Santam and the South African Weather Service (SAWS) have launched a partnership to strengthen the country’s early warning and forecasting capabilities, with nine new automatic weather stations now installed across the country.
The stations are already operational and integrated into the SAWS observation network, supplying real-time data to improve weather monitoring and forecasting.
Four of the AWS units were piloted in Limpopo and Mpumalanga between 2021 and 2022, with five additional stations recently commissioned in KwaZulu-Natal, Eastern Cape, Western Cape, and Gauteng.
Site selection was driven by identified gaps in weather observation, particularly in regions exposed to severe rainfall, flooding, and other disruptive weather events. These include parts of the eastern seaboard – from the Eastern Cape through KwaZulu-Natal and into Mpumalanga and Limpopo – as well as areas in the Western Cape and Gauteng.
The initiative forms part of a broader collaboration aimed at expanding observation infrastructure, improving public awareness, and supporting the SAWS’s mandate to issue severe weather warnings.
Santam said the partnership is intended to strengthen disaster risk management by improving the accuracy, reach, and timeliness of early warnings.
Santam group chief executive Tavaziva Madzinga said enhancing the SAWS’s capabilities would help ensure that warnings are “accessible, credible, and localised so that South Africans can act before weather hazards escalate into disasters”.
He added: “Simply put, early warning enables early action. If people delay travel, secure property, move vehicles, or protect agricultural assets based on credible early warnings, exposure is reduced and losses are minimised.”
The SAWS described the partnership as a practical example of public-private collaboration to strengthen the country’s weather infrastructure.
SAWS acting chief executive Jonas Mphepya said the additional stations would reinforce the agency’s observation network at a time when severe weather events are becoming more frequent and intense.

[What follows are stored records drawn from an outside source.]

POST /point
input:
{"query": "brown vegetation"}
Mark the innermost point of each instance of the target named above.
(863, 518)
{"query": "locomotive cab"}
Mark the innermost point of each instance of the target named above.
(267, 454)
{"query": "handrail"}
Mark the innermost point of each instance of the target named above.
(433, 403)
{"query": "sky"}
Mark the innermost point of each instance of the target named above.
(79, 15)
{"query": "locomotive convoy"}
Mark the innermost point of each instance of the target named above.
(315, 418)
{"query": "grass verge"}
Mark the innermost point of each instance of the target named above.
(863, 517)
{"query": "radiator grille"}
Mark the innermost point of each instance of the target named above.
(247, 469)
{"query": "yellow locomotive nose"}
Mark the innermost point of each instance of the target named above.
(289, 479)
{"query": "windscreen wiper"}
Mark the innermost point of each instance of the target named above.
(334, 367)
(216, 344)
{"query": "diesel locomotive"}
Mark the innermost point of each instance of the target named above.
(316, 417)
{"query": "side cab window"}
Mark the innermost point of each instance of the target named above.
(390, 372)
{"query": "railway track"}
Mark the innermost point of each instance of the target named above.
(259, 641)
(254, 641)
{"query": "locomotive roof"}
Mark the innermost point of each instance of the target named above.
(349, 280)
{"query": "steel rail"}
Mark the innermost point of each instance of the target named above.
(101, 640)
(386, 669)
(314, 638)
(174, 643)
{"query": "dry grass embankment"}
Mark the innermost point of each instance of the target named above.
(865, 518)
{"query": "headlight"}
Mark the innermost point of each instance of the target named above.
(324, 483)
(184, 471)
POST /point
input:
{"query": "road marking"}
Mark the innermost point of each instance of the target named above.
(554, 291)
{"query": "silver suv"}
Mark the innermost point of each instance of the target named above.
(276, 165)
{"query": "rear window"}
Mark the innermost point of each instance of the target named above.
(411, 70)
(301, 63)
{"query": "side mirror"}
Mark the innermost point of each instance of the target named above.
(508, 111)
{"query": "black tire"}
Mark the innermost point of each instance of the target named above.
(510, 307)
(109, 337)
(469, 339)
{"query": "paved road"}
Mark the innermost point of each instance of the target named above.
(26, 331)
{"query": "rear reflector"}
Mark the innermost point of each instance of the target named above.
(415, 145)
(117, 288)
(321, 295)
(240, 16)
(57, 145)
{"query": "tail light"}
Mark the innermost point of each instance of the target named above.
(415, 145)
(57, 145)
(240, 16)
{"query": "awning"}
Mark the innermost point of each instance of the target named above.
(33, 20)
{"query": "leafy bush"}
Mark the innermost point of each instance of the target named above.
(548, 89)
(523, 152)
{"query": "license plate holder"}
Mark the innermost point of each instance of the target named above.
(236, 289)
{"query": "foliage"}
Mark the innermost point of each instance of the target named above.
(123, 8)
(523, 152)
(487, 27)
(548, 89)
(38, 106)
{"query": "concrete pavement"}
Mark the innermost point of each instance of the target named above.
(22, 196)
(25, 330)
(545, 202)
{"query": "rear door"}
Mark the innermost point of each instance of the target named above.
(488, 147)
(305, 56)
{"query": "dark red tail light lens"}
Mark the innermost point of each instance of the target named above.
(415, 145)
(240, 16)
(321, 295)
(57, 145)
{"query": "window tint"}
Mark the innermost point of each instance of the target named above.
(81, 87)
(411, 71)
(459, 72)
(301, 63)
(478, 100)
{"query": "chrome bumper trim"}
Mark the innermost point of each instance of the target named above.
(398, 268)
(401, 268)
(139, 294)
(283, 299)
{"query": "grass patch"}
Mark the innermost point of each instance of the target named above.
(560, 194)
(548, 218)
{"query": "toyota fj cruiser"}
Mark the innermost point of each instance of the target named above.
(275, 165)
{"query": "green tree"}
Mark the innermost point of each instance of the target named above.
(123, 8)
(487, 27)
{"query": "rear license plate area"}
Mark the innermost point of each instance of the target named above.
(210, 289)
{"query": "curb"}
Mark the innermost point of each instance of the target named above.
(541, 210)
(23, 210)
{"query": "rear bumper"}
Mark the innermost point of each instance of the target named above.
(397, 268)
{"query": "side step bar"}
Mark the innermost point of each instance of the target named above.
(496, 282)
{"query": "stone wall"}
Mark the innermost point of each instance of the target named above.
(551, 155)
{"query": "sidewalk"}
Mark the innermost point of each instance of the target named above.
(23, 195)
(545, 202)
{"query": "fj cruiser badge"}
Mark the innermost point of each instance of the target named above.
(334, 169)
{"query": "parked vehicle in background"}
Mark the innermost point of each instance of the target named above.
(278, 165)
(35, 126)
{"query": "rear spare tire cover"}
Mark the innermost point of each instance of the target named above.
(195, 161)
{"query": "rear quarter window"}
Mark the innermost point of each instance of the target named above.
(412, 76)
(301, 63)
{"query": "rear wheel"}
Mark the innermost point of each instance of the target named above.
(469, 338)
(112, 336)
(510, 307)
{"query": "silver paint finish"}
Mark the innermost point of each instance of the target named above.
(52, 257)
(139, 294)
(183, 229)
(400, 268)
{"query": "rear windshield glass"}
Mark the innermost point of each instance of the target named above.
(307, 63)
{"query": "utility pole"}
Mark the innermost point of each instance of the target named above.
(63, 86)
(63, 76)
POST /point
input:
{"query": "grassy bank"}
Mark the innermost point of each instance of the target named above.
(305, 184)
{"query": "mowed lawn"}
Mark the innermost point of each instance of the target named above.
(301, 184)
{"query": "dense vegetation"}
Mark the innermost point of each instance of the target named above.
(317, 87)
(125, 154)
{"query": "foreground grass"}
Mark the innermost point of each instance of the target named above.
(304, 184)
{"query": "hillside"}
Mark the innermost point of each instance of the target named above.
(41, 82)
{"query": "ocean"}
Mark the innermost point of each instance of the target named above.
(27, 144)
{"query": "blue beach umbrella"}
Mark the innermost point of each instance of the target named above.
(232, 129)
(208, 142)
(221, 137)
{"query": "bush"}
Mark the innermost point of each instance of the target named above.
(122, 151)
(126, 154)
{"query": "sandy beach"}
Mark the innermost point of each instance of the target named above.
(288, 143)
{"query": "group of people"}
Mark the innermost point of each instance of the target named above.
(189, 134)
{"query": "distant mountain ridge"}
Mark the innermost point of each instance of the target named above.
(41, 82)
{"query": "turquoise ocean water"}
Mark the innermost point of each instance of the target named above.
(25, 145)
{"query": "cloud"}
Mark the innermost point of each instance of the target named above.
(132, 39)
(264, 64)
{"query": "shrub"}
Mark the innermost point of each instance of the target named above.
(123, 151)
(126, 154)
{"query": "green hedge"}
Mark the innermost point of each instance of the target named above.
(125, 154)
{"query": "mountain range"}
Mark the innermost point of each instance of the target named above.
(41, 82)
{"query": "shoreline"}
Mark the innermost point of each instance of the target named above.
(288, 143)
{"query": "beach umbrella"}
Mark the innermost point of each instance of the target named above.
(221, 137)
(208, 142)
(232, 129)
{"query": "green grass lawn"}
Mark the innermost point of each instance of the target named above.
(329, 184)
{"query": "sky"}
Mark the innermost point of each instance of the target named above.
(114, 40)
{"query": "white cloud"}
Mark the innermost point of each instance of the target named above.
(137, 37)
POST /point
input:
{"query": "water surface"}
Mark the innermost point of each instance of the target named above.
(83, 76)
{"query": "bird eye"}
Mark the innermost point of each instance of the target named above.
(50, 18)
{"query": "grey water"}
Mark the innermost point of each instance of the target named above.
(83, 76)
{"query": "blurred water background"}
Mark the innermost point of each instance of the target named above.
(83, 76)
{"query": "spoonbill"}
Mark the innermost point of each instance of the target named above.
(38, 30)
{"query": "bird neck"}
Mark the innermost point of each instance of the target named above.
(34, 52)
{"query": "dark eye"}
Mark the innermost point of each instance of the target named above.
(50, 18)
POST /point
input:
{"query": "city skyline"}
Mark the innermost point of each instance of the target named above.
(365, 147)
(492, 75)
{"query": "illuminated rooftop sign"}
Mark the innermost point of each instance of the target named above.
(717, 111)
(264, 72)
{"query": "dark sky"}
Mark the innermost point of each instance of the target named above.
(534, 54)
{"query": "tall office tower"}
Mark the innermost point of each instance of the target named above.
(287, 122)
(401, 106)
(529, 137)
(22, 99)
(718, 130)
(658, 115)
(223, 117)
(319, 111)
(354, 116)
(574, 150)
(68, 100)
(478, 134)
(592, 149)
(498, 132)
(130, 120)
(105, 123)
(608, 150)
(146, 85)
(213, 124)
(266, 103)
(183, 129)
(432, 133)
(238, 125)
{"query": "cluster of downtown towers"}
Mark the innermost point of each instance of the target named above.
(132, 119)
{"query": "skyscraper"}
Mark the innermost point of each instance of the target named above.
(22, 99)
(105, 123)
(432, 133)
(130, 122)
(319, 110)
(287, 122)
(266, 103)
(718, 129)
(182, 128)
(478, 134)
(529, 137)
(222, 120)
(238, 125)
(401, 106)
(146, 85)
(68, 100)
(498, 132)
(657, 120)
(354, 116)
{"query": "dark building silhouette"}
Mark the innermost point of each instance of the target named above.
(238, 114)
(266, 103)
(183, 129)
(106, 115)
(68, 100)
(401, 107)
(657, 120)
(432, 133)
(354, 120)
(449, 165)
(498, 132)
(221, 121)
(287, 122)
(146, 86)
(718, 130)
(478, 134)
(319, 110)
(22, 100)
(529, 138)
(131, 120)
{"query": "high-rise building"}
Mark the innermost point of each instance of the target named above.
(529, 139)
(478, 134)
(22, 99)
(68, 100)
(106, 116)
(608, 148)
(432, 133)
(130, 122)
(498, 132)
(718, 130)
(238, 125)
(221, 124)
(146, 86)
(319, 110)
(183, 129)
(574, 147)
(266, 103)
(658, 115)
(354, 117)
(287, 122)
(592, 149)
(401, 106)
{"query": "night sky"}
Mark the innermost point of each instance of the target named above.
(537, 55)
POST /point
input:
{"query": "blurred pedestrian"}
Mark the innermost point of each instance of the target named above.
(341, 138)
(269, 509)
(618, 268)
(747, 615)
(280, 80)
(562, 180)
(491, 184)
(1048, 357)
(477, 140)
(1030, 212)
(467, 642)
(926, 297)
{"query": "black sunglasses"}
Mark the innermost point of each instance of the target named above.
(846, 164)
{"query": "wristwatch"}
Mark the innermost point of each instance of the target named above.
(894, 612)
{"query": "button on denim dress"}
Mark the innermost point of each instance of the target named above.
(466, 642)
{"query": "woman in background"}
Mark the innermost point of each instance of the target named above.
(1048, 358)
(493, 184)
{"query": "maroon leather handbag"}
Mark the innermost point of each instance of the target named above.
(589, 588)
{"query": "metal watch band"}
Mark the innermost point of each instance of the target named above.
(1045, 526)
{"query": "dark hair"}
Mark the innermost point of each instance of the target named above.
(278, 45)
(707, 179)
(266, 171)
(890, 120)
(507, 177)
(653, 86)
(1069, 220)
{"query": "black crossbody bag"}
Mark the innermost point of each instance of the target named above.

Rising risks, growing costs
The partnership comes amid increasing climate-related risks and mounting economic losses.
Data cited by Santam shows that global disaster costs have risen sharply, with annual losses increasing from about US$70 billion to US$80 billion between 1970 and 2000 to roughly US$180bn to US$200bn between 2001 and 2020. More recent estimates suggest total losses now exceed US$2 trillion annually when broader impacts are included.
In South Africa, the financial impact is also significant. The 2022 floods in KwaZulu-Natal alone caused more than R50bn in damage.
In this context, early warning systems are increasingly seen as a critical – and cost-effective – tool for reducing risk.
Despite this, gaps remain in South Africa’s weather observation network, limiting the ability to provide accurate, localised warnings in some regions.
From infrastructure to awareness
Beyond expanding infrastructure, the partnership includes a focus on public awareness and education.
Santam said it works with municipalities, schools, and community organisations to improve understanding of weather warnings and how people should respond. This includes targeted campaigns, school-based programmes, and community radio initiatives in high-risk areas.
The collaboration also aligns with South Africa’s commitments under the Sendai Framework for Disaster Risk Reduction and the United Nations’ Early Warnings for All initiative, which aims to ensure universal access to early warning systems by 2027.
Santam and the SAWS are now formalising the partnership to support further investment in weather observation systems and capacity-building initiatives.
Madzinga said the objective is to build resilience to increasingly severe weather events, adding that strengthening early warning systems ultimately benefits communities, businesses, and the broader economy.